3D-Gateway - Gateway to protein structure and function

Lead Research Organisation: University College London
Department Name: Structural Molecular Biology

Abstract

Proteins comprise long chains of organic molecules that fold into compact globular 3-dimensional structures. Knowing this structure can give very valuable insights into the clefts, pockets or other surface features important for binding other molecules in the cell eg small molecules or proteins. Knowledge of the structure is also essential for designing drugs that bind to these features and inhibit the protein and can also help in understanding whether mutations in the protein's residues affect its stability or function, leading to disease.

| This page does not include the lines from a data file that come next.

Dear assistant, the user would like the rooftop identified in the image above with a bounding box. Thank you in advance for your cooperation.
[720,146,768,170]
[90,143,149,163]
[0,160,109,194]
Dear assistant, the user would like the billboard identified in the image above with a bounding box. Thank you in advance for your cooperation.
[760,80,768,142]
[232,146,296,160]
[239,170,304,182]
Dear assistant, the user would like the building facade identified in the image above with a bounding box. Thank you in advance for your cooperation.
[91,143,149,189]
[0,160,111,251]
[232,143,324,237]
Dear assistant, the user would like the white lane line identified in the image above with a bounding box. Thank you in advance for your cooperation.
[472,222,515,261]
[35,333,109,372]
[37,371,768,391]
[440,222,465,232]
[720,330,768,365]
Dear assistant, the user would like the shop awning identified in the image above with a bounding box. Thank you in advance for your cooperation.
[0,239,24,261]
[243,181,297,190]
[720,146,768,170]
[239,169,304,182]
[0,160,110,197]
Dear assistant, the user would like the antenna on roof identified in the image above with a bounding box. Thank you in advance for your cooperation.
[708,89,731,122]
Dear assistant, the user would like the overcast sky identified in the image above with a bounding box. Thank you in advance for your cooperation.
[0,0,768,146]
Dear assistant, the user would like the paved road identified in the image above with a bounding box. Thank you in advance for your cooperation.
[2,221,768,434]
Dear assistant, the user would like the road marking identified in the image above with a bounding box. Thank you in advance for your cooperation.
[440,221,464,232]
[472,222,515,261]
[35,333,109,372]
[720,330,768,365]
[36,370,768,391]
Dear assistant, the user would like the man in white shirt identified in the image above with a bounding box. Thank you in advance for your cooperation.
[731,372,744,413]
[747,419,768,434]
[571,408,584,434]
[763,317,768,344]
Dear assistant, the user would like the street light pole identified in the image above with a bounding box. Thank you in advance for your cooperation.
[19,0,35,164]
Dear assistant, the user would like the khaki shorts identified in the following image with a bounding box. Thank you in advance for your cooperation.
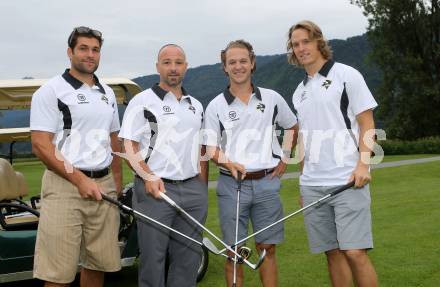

Experimentally determining the structure can be challenging, which is why only a small percentage of known proteins (~145,000 out of 120 million) have been characterised. However, powerful computational methods have been developed that predict protein structures by inheriting structural information from evolutionary related proteins whose structures are known. These prediction techniques have been made even more powerful, recently, as new ways of exploiting the evolutionary data have been found that more accurately constrain contacts in the protein.

Applying these techniques, structures can be predicted for a large proportion of uncharacterised proteins. For example, for human proteins about 5% of the structures are known but a further 88% can be modelled, some to very high accuracy, thereby providing important frameworks for designing drugs to treat human diseases. When inheriting structural data between distant relatives one has to be much more cautious and most prediction methods return a confidence score for the models produced.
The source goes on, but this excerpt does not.